SYNOPSIS : Dans le Mississippi profond, pendant la Grande Dépression. Trois prisonniers enchaînés s'évadent du bagne : Ulysses Everett McGill, le gentil et simple Delmar et l'éternel râleur Pete. Ils tentent l'aventure de leur vie pour retrouver leur liberté et leur maison. N'ayant rien à perdre et unis par leurs chaînes, ils entreprennent un voyage semé d’embûches et riche en personnages hauts en couleur. Mais ils devront redoubler d'inventivité pour échapper au mystérieux et rusé shérif Cooley, lancé à leur poursuite...


UN UNIVERS CINEMATOGRAPHIQUE DE LA REPRESENTATION

  O brother, where art thou ? (c) D.R.

O' Brother… se présente de façon ambitieuse comme une retranscription de L'Odyssée de Homère et, sur un mode beaucoup plus plaisant, comme une sorte de parodie de certains styles de cinémas américains hollywoodiens, à commencer par les road-movies. Il appartient à ce type de films qui mélangent plusieurs genres et qui sont, de ce point de vue, apparemment, "impurs", dans le sens où, justement, on peut les prendre de différents côtés.
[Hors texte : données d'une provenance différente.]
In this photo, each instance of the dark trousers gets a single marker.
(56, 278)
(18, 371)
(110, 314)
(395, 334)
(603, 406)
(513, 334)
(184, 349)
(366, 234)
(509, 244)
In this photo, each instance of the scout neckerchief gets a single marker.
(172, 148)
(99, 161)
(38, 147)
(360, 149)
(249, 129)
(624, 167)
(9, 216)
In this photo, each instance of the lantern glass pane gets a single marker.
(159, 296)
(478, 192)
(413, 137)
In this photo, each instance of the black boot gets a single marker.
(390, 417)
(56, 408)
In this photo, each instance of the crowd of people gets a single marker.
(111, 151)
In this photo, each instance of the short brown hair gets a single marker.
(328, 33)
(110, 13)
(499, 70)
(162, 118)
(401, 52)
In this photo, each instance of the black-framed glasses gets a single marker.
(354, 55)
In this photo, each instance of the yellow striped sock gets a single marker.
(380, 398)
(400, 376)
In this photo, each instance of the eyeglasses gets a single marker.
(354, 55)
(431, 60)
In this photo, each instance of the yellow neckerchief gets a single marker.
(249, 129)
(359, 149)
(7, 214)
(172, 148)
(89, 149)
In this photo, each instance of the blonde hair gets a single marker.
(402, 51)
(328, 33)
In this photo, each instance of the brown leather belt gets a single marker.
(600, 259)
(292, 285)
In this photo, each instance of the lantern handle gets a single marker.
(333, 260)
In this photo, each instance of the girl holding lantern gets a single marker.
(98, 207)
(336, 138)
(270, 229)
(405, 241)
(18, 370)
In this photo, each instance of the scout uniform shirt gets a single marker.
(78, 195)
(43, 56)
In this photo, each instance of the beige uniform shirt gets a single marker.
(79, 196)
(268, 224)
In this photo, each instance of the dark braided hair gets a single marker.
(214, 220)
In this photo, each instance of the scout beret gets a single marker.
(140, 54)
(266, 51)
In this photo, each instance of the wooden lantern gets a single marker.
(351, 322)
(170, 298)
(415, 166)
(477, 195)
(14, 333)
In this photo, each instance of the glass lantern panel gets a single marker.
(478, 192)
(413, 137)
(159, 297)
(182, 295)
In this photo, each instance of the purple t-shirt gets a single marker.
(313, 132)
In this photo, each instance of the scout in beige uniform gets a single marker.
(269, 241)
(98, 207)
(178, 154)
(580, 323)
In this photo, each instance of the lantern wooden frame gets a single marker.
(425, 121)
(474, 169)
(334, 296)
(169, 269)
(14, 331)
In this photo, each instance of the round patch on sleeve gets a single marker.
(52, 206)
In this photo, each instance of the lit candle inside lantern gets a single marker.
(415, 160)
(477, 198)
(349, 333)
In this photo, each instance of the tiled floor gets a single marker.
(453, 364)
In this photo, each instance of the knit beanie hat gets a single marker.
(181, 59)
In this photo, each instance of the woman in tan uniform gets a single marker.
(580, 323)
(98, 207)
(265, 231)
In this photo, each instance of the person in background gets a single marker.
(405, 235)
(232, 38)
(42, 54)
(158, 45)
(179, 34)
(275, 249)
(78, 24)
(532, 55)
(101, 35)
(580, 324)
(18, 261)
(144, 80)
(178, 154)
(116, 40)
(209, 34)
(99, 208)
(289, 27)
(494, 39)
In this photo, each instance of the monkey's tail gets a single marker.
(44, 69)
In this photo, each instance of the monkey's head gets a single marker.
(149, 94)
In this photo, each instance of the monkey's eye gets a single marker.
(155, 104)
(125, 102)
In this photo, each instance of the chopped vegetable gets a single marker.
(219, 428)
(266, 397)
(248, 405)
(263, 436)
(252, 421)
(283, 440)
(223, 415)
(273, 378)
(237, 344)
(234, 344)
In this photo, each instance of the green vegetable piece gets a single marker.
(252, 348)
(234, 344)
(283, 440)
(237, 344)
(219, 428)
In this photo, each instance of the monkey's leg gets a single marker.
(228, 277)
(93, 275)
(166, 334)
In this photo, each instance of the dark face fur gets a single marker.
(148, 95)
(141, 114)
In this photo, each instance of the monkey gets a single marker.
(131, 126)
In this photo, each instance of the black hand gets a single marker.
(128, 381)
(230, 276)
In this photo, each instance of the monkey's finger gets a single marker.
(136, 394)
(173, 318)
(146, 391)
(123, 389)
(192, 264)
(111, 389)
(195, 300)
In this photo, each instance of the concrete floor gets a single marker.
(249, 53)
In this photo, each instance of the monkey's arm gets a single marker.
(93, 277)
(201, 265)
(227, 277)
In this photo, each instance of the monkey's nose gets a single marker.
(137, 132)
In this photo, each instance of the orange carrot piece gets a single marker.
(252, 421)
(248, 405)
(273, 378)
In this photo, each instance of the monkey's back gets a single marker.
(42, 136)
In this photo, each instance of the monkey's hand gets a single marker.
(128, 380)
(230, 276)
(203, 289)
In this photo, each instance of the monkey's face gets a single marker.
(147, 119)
C'est un film composite, on y trouve des références à beaucoup de choses, et d'abord à Homère, qui est d'ailleurs présenté dans le film sous l'aspect du noir aveugle sur sa draisine, puisque tout le monde sait de façon certaine qu'Homère était aveugle. On trouve beaucoup de citations à L'Odyssée ailleurs dans le film, c'est un film à citations, comme l'ensemble du cinéma américain depuis trente ans : c'est un cinéma qui n'est plus dans l'innocence et qui sait qu'il y a eu avant un autre cinéma, le grand cinéma classique. Depuis les alentours de 1970, tout le cinéma hollywoodien des grands cinéastes travaille sur ce qui s'est déjà fait avant, la référence est obligatoire. Par exemple, au début de ce film, le personnage d'Ulysse est habillé de telle façon que, si l'on connaît l'histoire du cinéma et les films des grands cinéastes américains, on est obligé de penser au film de John Ford, "Les Raisins de la Colère" : très volontairement, ils le font ressembler à Henry Fonda dans "Les Raisins de la Colère" puisque, c'est logique, le film se passe a priori à la même époque et le film de Ford était lui-même aussi un road-movie.